When I tried on the cuffs, which come in two sizes, I was surprised how comfortable they felt compared to the circumstances. In the case of blood pressure monitoring, the most distressing feeling is when the cuff squeezes together your arm, but with the iHealth Clear, I only felt a slight pressure. And this is most probably the biggest compliment a blood pressure monitor could get… Or perhaps that it also provides the fastest measurement I have ever seen with a digital device. You can see your results and the appropriate color within 20 seconds!

 iHealth Clear blood pressure monitor

Offline/online measurement is a definite plus, misleading buttons are minuses

The iHealth Clear’s another clear advantage is that the monitor itself also shows the measurement, but it can be transmitted wirelessly to your smartphone, too. It might be important if you consider that many digital health devices do not show any results on the gadget itself. Only their app transforms the raw data into digestible, little information packages. Thus, the iHealth Clear might act as an offline as well as an online device. It builds a bridge between the digital age and traditions such as in the case of the EKO Core digital stethoscope.

Beyond the already enlisted measurement and monitoring options, the app offers you to take not and record your mood or activity; and store your results in a digital logbook.

I hardly found any flaw in the workings of the gadget, but there was one issue which definitely needs some improvement. There are two buttons on the device marking person one and person two.
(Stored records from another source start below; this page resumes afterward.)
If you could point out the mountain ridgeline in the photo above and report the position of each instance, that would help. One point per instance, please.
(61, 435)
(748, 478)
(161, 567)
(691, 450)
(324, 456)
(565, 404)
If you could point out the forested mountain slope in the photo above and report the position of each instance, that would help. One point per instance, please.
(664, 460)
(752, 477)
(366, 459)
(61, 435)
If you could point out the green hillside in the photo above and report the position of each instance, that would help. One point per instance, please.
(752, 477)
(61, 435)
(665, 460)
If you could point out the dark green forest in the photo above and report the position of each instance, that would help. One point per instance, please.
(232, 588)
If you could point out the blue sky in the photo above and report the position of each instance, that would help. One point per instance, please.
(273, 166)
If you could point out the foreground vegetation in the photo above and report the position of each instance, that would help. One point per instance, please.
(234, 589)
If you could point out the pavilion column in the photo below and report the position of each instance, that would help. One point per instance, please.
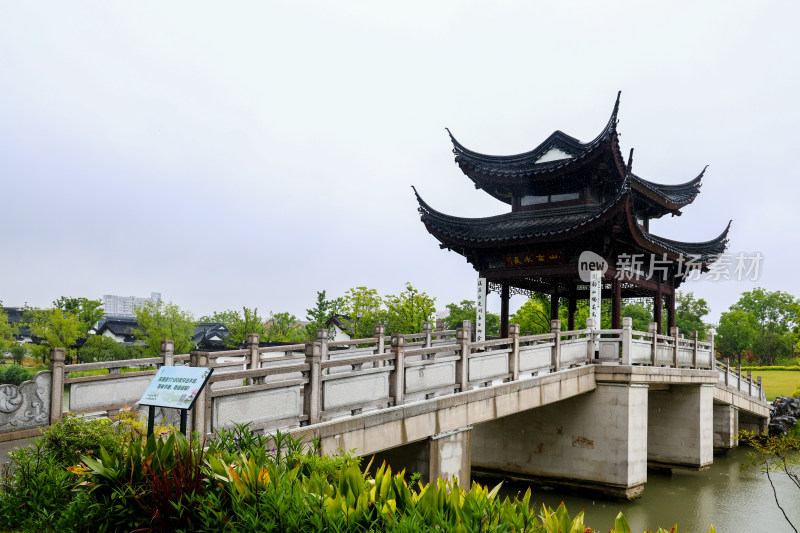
(616, 304)
(671, 311)
(504, 297)
(554, 306)
(657, 300)
(572, 304)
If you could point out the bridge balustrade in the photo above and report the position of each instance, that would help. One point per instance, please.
(285, 386)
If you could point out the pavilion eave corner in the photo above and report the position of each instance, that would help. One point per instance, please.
(568, 197)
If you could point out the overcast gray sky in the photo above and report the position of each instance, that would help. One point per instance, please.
(253, 153)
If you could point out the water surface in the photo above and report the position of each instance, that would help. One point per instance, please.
(733, 500)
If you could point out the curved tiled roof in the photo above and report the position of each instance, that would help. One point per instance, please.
(707, 251)
(518, 225)
(524, 165)
(672, 197)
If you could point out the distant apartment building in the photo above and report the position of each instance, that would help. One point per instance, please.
(114, 305)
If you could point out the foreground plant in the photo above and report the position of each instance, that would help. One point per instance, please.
(775, 454)
(246, 482)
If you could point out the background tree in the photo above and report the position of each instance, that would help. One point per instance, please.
(89, 312)
(534, 315)
(283, 327)
(465, 310)
(689, 313)
(244, 324)
(406, 312)
(18, 353)
(323, 310)
(777, 318)
(158, 321)
(56, 328)
(738, 331)
(221, 317)
(363, 307)
(98, 348)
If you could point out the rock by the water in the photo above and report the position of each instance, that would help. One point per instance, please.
(784, 413)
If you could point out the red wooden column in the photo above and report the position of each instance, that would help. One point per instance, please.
(554, 307)
(657, 308)
(572, 304)
(616, 304)
(504, 297)
(670, 311)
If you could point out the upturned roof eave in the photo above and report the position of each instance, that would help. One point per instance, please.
(491, 168)
(450, 240)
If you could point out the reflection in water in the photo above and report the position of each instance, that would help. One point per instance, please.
(733, 500)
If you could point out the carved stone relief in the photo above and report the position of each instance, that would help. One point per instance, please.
(26, 405)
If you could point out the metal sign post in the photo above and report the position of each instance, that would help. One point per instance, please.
(174, 387)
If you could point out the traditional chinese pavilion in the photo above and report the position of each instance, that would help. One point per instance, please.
(568, 197)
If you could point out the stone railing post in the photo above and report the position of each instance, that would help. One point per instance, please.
(627, 339)
(397, 381)
(201, 411)
(322, 339)
(710, 340)
(57, 357)
(255, 357)
(312, 391)
(555, 357)
(380, 334)
(426, 329)
(167, 353)
(462, 365)
(380, 348)
(467, 324)
(739, 376)
(652, 327)
(676, 344)
(590, 346)
(513, 357)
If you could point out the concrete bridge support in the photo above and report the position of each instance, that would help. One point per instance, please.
(726, 427)
(596, 441)
(680, 430)
(441, 456)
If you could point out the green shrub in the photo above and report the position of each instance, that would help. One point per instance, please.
(794, 368)
(34, 489)
(242, 482)
(74, 436)
(14, 375)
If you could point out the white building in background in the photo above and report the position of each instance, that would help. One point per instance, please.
(125, 305)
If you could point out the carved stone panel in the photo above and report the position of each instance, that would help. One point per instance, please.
(27, 405)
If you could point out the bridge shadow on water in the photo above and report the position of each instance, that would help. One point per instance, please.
(732, 499)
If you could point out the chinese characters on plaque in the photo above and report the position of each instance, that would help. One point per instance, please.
(595, 300)
(552, 257)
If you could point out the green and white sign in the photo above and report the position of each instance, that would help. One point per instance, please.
(176, 386)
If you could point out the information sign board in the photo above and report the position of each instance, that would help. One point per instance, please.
(176, 386)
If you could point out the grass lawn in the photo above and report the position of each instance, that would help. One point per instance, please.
(778, 382)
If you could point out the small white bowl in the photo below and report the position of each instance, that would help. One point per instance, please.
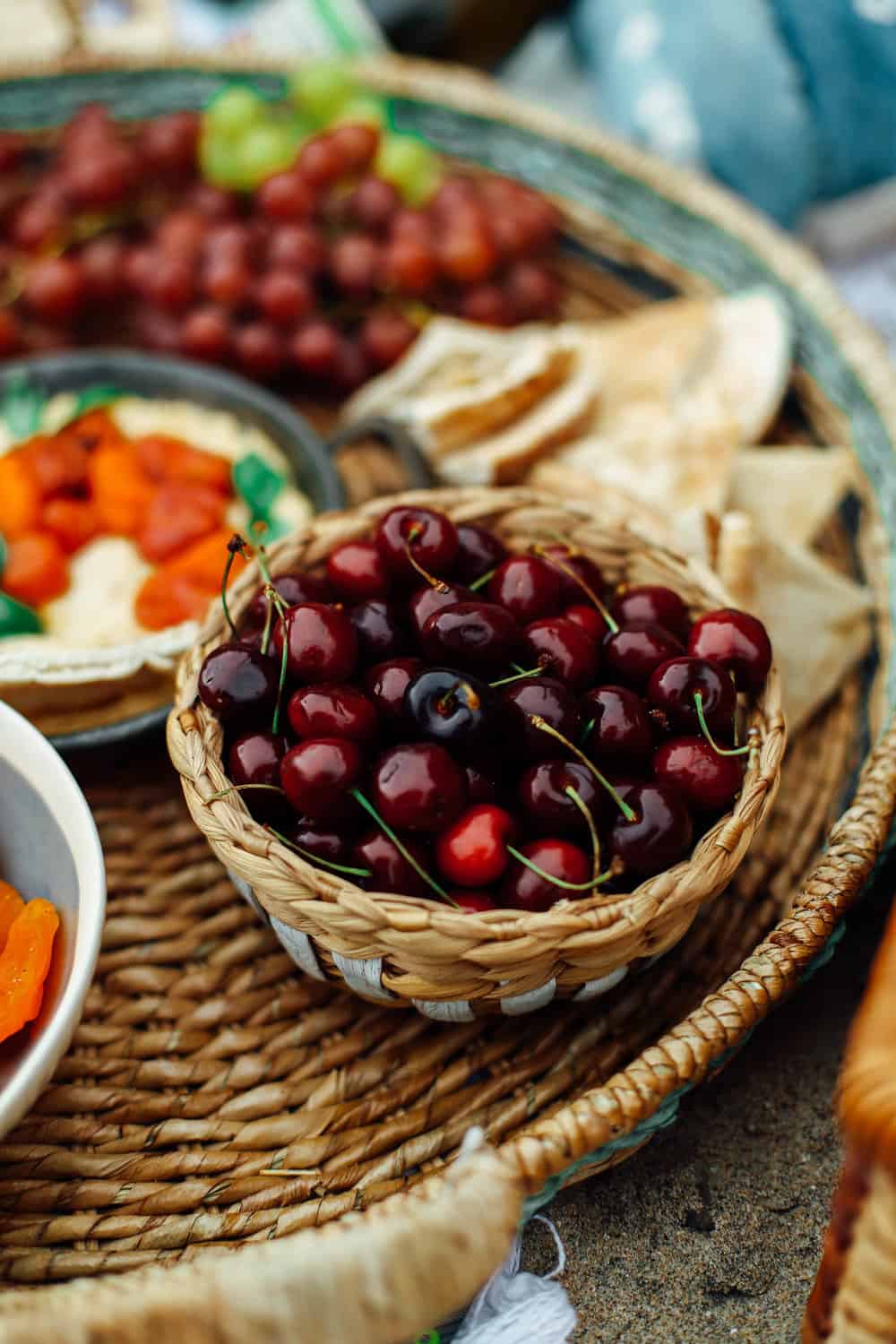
(48, 847)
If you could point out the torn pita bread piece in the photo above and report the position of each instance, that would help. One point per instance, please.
(793, 491)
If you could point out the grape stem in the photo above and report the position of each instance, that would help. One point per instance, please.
(704, 728)
(368, 806)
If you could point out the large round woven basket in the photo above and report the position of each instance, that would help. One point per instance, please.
(217, 1099)
(408, 951)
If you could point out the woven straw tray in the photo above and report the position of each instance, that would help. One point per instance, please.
(214, 1099)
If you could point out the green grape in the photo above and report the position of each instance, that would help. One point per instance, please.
(409, 164)
(322, 89)
(236, 110)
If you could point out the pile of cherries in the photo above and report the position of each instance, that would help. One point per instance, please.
(435, 717)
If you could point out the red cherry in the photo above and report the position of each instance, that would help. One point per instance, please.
(659, 833)
(473, 851)
(418, 788)
(527, 588)
(320, 640)
(563, 650)
(332, 711)
(525, 890)
(317, 776)
(737, 640)
(654, 604)
(704, 779)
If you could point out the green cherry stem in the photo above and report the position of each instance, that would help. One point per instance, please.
(368, 806)
(546, 728)
(704, 728)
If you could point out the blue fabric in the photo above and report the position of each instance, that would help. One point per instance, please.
(785, 101)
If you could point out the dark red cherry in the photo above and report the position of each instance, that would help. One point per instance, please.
(654, 604)
(317, 776)
(527, 890)
(452, 709)
(237, 680)
(619, 728)
(549, 808)
(386, 685)
(418, 787)
(322, 644)
(427, 599)
(737, 640)
(473, 851)
(332, 711)
(635, 650)
(527, 588)
(477, 553)
(589, 618)
(293, 589)
(358, 572)
(675, 685)
(563, 650)
(390, 870)
(704, 779)
(381, 628)
(659, 833)
(471, 634)
(547, 699)
(422, 534)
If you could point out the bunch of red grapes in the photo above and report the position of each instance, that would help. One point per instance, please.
(433, 717)
(323, 271)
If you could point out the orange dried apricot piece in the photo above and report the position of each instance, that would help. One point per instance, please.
(24, 962)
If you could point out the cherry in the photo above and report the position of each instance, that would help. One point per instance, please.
(654, 604)
(737, 640)
(332, 711)
(390, 870)
(322, 644)
(675, 685)
(237, 680)
(589, 618)
(427, 599)
(477, 553)
(418, 788)
(563, 650)
(527, 588)
(458, 711)
(618, 728)
(544, 800)
(358, 572)
(471, 634)
(549, 701)
(635, 650)
(381, 629)
(386, 685)
(659, 833)
(293, 589)
(317, 776)
(473, 851)
(527, 890)
(409, 537)
(704, 779)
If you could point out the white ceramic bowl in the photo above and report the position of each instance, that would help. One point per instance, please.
(48, 847)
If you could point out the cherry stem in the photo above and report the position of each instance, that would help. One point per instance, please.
(546, 728)
(411, 537)
(704, 728)
(314, 857)
(576, 578)
(562, 882)
(368, 806)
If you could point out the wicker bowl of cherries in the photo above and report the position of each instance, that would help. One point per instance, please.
(470, 750)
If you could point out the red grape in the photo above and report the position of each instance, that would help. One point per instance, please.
(285, 296)
(54, 288)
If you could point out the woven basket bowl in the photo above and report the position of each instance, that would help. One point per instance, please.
(410, 951)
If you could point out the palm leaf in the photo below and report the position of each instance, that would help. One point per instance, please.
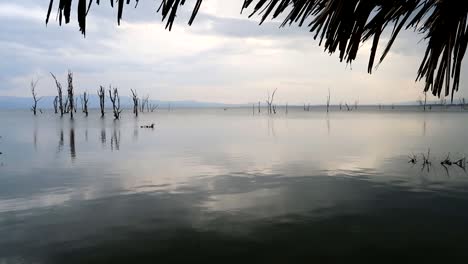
(343, 25)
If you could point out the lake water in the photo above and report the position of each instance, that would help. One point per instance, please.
(208, 185)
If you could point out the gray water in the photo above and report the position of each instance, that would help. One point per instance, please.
(208, 185)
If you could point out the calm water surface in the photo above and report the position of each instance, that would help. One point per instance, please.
(218, 186)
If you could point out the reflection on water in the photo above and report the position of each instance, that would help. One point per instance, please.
(208, 185)
(72, 143)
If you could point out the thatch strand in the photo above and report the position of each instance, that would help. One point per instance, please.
(343, 25)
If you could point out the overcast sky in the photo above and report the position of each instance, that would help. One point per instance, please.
(223, 57)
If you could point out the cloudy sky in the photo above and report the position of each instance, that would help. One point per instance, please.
(223, 57)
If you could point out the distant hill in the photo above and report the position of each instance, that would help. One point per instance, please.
(12, 102)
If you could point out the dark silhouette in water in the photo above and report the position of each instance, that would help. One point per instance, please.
(84, 103)
(115, 99)
(135, 102)
(344, 25)
(148, 126)
(59, 97)
(72, 143)
(70, 93)
(102, 96)
(34, 95)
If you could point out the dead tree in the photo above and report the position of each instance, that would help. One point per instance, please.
(425, 100)
(347, 107)
(115, 99)
(84, 102)
(66, 106)
(144, 104)
(270, 100)
(59, 91)
(75, 106)
(153, 107)
(102, 97)
(56, 104)
(70, 94)
(135, 102)
(34, 94)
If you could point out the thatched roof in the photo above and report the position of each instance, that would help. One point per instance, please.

In reality, however, I found out that the “person two” button is the OK button – which is quite misleading. Otherwise, my only problem was that I could not see whether the device needs recharging or not. It is indicated on its website that it provides more than 180 measurements with one single charge, which is impressive.

I think that every household should have an accurate blood pressure monitor as part of its medical kit.  And I would whole-heartedly recommend the iHealth Clear to become your family’s number one blood pressure measurement device.